Representatives from 117 countries and 121 nationalities have thus far descended on Davos, including six representatives each from the Bank of America, Citi, Goldman Sachs, HSBC, Blackrock, and Russian-lender Sberbank. There are 17 more major banks sending five-person delegations, and a host of other representatives from the financial sector, theoretically all present to engage in climate discussions.

But these same institutions have recently been accused of mass hypocrisy by a Greenpeace report which exposes their continued support of the fossil fuel industry.

The report highlights that 24 of the biggest financial institutions in attendance at Davos have provided a cumulative total of $1.4tn (£1.1tn) to the hydrocarbon sector since the Paris agreement set new emissions reduction goals in 2015.

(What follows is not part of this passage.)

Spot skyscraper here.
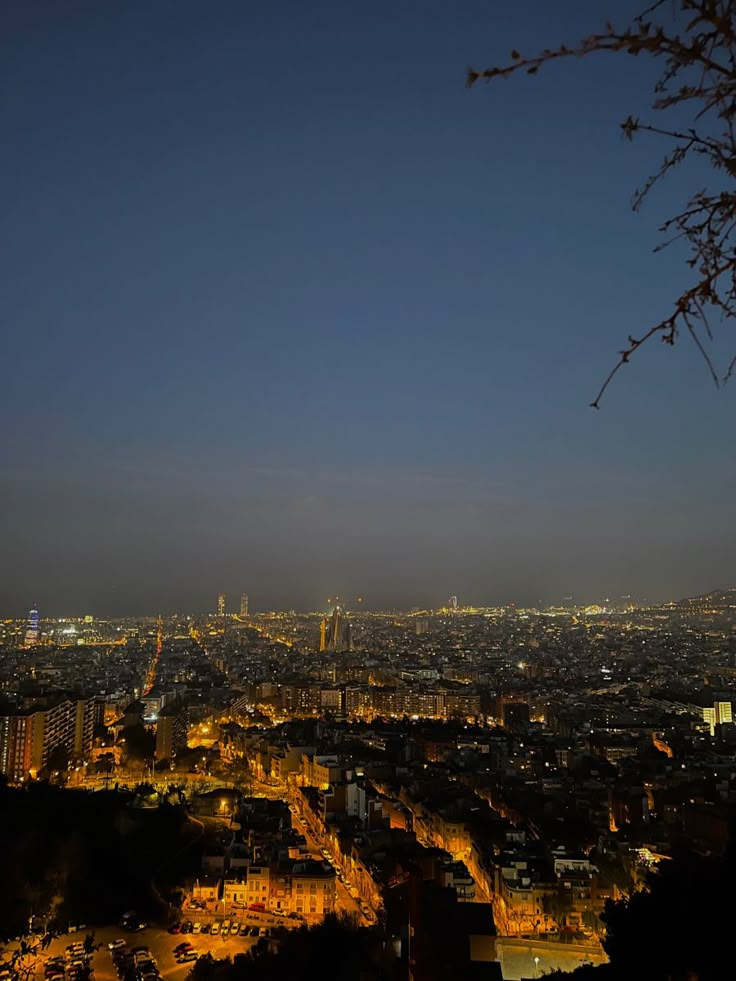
[330,606,342,653]
[25,607,41,647]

This support has included loans, debt underwriting, equity issuances, and even direct investment. The report, called It’s the Finance Sector, Stupid (catchy title), additionally shows that some major insurers and pensions funds present in Davos are key supporters of polluting industries and coal magnates. JP Morgan alone has provided $195bn worth of support since 2015.

This makes all the ‘good-natured’ preaching and expensive dinners paid for by this conference, the mission statement of which is to ‘improve the state of the world’, seem rather ironic. Greenpeace International’s executive director Jennifer Morgan said in a statement accompanying the report that ‘The banks, insurers, and pension funds here at Davos are culpable for the climate emergency. Despite environmental and economic warnings, they’re fuelling another global financial crisis by propping up the fossil fuel industry.’

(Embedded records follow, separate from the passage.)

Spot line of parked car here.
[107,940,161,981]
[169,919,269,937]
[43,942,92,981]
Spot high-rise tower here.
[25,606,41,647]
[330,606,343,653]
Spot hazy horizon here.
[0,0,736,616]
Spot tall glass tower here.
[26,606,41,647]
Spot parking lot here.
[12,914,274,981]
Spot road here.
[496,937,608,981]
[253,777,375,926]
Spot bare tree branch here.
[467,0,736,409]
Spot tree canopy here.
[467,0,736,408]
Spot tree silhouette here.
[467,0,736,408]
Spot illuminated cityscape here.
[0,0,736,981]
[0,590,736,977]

This is more evidence to Thunberg’s point, brought up in her speech, that although the climate emergency feels like a hot topic in today’s zeitgeist, much of the public posturing by institutions is hot air. An example of the hypocrisy that Greenpeace is trying to call out is asset manager BlackRock’s announcement that it will put sustainability at the heart of its investment model whilst its ‘passive’ investment arm continues to invest in fossil fuel firms.

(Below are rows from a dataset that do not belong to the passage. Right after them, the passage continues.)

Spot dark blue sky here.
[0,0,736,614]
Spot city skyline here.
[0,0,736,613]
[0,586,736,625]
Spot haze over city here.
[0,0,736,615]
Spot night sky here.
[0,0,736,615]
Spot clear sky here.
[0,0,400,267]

This year Klaus Schwabb, WEF’s founder, wrote to attendees requesting that they pledge to make their companies carbon neutral by 2050. However, as Thunberg pointed out, ‘with today’s emission levels, the remaining [carbon] budget [of the world] is gone in less than eight years.’ She’s referring to the 2018 IPCC report which states that the world has a total limit of 420 gigatons of carbon to emit in total if we’re to meet the 1.5 degree temperature increase by 2030 target. 2050 just isn’t going to cut it, even if these companies weren’t signing pledges with one hand and shafting money to fossil fuel companies with the other.

It’s a shame to see yet another highly expensive international conference go ahead with an agenda too mammoth to boil down to any one salient and achievable goal, populated by people who’d rather make a show of multipolar collaboration than enact it.

Thunberg, climate activists, and Gen Z in general must demand faster progress and higher ethical standards from our economic leaders. Huge ongoing investments in fossil fuel exploration and enormous subsidies for coal, oil, and gas use must be siphoned into exploration of alternative fuel sources if we’re to have a chance at combatting climate change.

Or, at the very least, maybe next year instead of jetting off on their private jets merely to peacock about bank execs could hold a conference call instead?